No último número dei-vos conta de que os chefes eleitos a nível aldeão eram aqueles que mais posses tinham e que o seu reinado (cito) "durava enquanto tivessem com que gastar com a comunidade. Eram obrigados a tudo gastar: comida, pombe, jóias, tecidos, etc. Quando nada mais lhes restasse, eram destituídos e passavam a pertencer ao grupo dos grandes por mérito, com direito ao uso de um chapéu de palha e de um bordão".
Ao fazer uso do tecto da história, a minha ideia é a de mostrar que certas crenças, que um certo padrão da imaginário social no nosso país, são bem anteriores aos tempos em que estamos e que provavelmente permanecem como uma espécie de arquétipos junguianos, de um inconsciente colectivo que, volta e meia, ressurge. Não apenas em Moçambique, mas um bocado por todo o nosso continente. E creio que cada vez mais. As sociedades de hoje não são as dos séculos XVI e XVII, são, naturalmente, bem mais complexas, bem mais desiguais, mais flagrantemente desiguais. E é por isso que a crítica dos processos de acumulação de riqueza - por parte de jovens bloqueados na ascensão social, que ao mesmo tempo criticam a acumulação e a exigem - é, hoje, bem mais aguda em África. Mais do que podemos pensar, o mundo da feitiçaria concernente aos processos de acumulação de riqueza é bem moderno, bem agudo. Regressarei a este tema lá mais para a frente.
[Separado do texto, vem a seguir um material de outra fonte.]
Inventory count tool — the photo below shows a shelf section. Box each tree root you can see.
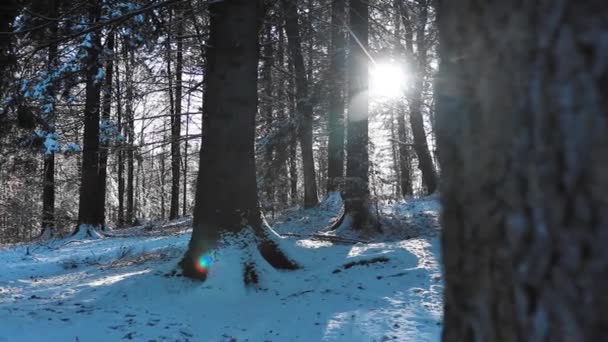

No próximo número tenciono falar-vos da crença na chuva intencionalmente amarrada do céu devido à olowa (acção) de um ou de uma mukwiri (portador ou portadora do Mal), lá para os lados da Zambézia. E a partir daí tentarei mostrar que a feitiçaria é, frequentemente, uma linguagem política. E, volto a repetir, bem moderna, cada vez mais moderna e interventora.